Vous êtes ministre des sports et des JOP depuis 6 mois. Vous attendiez-vous à une mission aussi difficile ?

Je m’attendais à quelque chose de forcément intense et exigeant sur les Jeux, avec un projet multi-dimensionnel et la nécessité de bâtir une relation aussi constructive que possible avec chacune des grandes parties prenantes. Et, pour y avoir travaillé depuis des années en profondeur, je savais l’ampleur de défis à relever sur nos politiques publiques sportives, de l’impératif de mieux impacter la jeunesse et la santé à celui de développer l’inclusion et l’emploi sportif, en passant par le challenge écologique, le suivi socio-professionnel des sportifs de haut niveau ou la nécessité de lutter contre toutes les formes de violences, pour ne citer que quelques priorités. 

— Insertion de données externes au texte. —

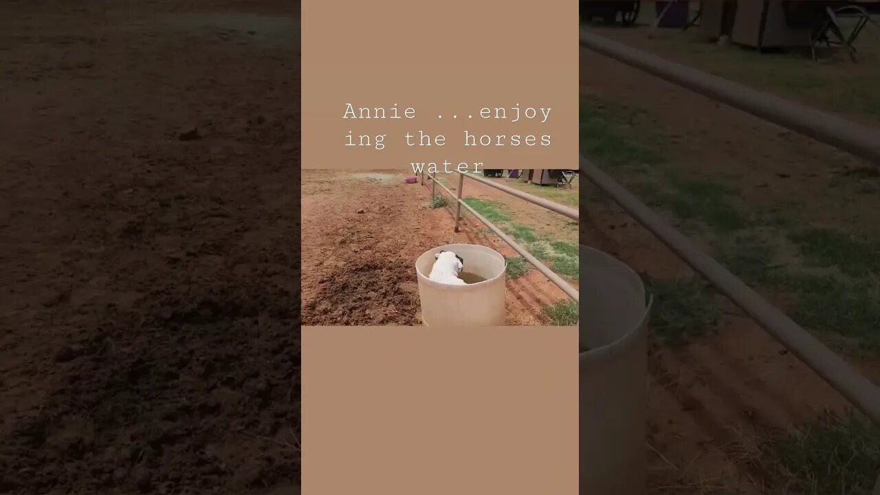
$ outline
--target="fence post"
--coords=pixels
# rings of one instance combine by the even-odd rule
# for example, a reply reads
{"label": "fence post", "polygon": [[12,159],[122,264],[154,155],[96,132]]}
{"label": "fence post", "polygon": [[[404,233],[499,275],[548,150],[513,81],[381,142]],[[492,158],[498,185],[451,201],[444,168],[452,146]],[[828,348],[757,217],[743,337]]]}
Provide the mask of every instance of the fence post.
{"label": "fence post", "polygon": [[458,220],[461,219],[461,189],[465,187],[465,174],[458,173],[458,197],[455,202],[455,232],[458,232]]}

Ce que je n’avais pas anticipé, c’est la place que prendrait, entre les Jeux et ces priorités, la gestion des crises et les réponses, y compris médiatiques, à apporter aux polémiques. Comme je ne veux rien lâcher pour autant sur le projet, les semaines sont bien remplies ! Il m’a fallu m’adapter à ce régime, mais je me dis que ce contexte donne plus de relief encore aux valeurs que je veux porter pour le sport français, des valeurs tournées vers la force du collectif, le respect des personnes, l’éthique et l’intégrité.

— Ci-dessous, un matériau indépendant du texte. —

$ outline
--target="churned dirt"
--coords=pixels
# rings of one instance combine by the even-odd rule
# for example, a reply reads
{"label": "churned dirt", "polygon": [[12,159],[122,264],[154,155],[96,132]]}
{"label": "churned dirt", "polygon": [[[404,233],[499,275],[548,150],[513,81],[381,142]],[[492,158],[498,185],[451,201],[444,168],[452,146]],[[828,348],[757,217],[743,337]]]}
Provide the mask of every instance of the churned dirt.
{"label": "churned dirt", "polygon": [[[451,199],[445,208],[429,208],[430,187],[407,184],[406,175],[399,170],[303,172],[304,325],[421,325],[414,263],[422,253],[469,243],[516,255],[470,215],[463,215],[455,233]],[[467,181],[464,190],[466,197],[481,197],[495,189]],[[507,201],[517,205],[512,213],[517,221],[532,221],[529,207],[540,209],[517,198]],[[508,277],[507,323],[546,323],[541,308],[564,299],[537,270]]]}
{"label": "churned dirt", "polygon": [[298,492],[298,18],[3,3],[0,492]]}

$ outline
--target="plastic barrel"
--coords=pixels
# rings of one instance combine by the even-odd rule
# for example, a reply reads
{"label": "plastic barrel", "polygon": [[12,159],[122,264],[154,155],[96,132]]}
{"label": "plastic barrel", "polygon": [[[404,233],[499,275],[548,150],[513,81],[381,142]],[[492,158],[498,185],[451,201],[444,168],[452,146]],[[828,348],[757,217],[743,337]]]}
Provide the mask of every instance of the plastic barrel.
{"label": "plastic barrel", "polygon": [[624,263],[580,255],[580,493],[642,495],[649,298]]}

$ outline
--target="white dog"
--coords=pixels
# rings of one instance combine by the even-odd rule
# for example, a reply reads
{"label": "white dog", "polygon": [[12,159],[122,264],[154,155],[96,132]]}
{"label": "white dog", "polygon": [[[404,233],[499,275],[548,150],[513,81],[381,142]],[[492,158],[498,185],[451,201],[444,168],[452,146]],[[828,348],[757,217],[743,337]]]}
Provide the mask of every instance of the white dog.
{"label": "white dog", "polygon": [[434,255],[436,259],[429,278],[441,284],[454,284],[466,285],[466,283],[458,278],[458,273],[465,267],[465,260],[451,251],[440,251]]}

Pendant ces premiers 6 mois vous avez du gérer des dossiers sensibles complexes et ils sont trés nombreux, sans tous les nommer bien sur on peut citer, les JO avec les risques de dérapages financiers, la sécurité des évènements, la crise de gouvernance au GIP 2023, celle dans certaines fédérations, la coupe du monde qui débute au Qatar, la gouvernance sur les territoires qui patine, … comment expliquer qu’à moins de 2 ans des jeux, le sport français soit dans une telle situation ? Est ce une crise de croissance ? Est ce conjoncturel ?

Oui les challenges sont nombreux et il y a plusieurs crises, notamment de gouvernance, à gérer. Mais je ne partage pas ce tableau que je trouve trop négatif de la situation. 

Sur les Jeux, il n’y aura pas de « dérapages financiers » mais la nécessité de faire des arbitrages, lucides et courageux, face aux vents contraires de l’inflation notamment.

Sur la sécurité, nous avons tiré les leçons du Stade de France ; avec le Ministère de l’Intérieur, nous en sortons plus forts, plus vigilants, plus alignés et cela se verra dans tous les prochains grands événements à venir en 2023/2024. 

La crise du GIP 2023 est maintenant derrière nous et, pour difficile qu’elle ait été, nous l’avons gérée sans nous diviser. 

Quant à la vie des Fédérations, elle n’a jamais été un long fleuve tranquille, ne l’oublions pas ! Alors nous prenons les problèmes avec méthode, énergiquement, avec la volonté d’être justes, de prendre les bonnes décisions dans le bon timing, en gardant le bon équilibre entre la nécessaire autorité de l’Etat et le respect de l’autonomie du mouvement sportif. 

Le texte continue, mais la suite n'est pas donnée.